No wonder the words of the prophet Jeremiah are ignored by “Christian” capitalists today, “Woe to the one who builds their palace by unrighteousness, their upper rooms by injustice, making their compatriots work for nothing, not paying them for their labor.”
To make matters worse, we have moved away from any resemblance of true capitalism as this present economic crises continues the strategy of socializing losses while privatizing profits. The sight of corporate leaders of the automotive industries sitting before Congress asking for a bailout best demonstrates this point.
Their bailout, through the use of taxpayers’ funds, spreads corporate losses among all of us. Yet to suggest that any profits they might eventually make also be spread among the taxpayers would raise accusations of communism. Why is socialism acceptable when we talk about bailouts but not profits?
It is inconceivable for me to understand how any minister who reads the biblical text, specifically the message of the prophets to assist society’s most vulnerable members (the widow, the orphan, the alien), can choose to make a preferential option for the rich by accepting another’s suffering as necessary for the general good. But I must be patient. For you see, I too once fused and confused fancy abstract economic theories with religiosity to justify my own privilege.
For 13 years I ran a real-estate company of 100 agents. I founded it when I was 19. I paid the minimum wage to my seven-year secretary while company earnings soared to six figures.
I shook my head in disbelief when she used her 18-percent-interest-rate credit card to pay for her son’s medical bills (I refused to provide health care).

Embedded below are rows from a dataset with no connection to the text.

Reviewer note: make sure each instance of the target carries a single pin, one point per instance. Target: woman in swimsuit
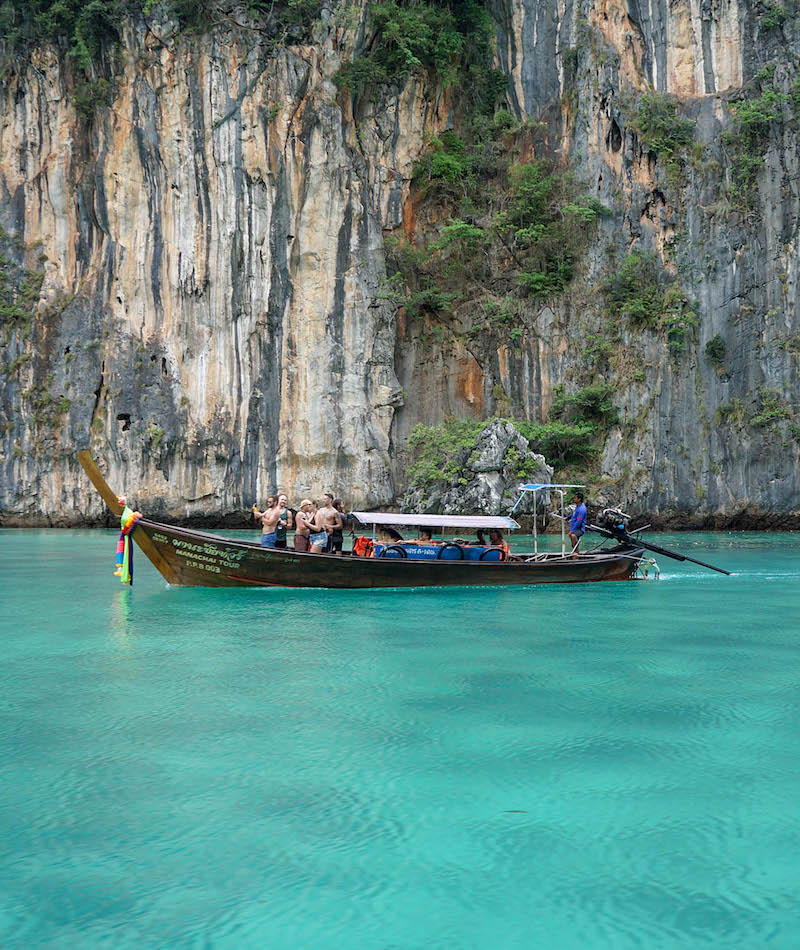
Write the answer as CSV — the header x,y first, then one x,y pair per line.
x,y
336,537
303,523
497,540
319,536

Supply and demand justified my stealing of her labor, based on the fact that desperate and plentiful replacements gratefully sought the chance to catch scraps from my bountiful table.
May the Lord forgive the sins of my youth, for even though I was a deacon at my Baptist church, it wasn’t until I made a preferential option to be in solidarity with the poor that I found my own salvation. My penitence is to fight for economic justice for those who lack voice.
Please join me in the call for a living wage, even in these difficult economic times, so that the words of Jesus could be fulfilled, “The worker is worth their keep (Mt 10:10).”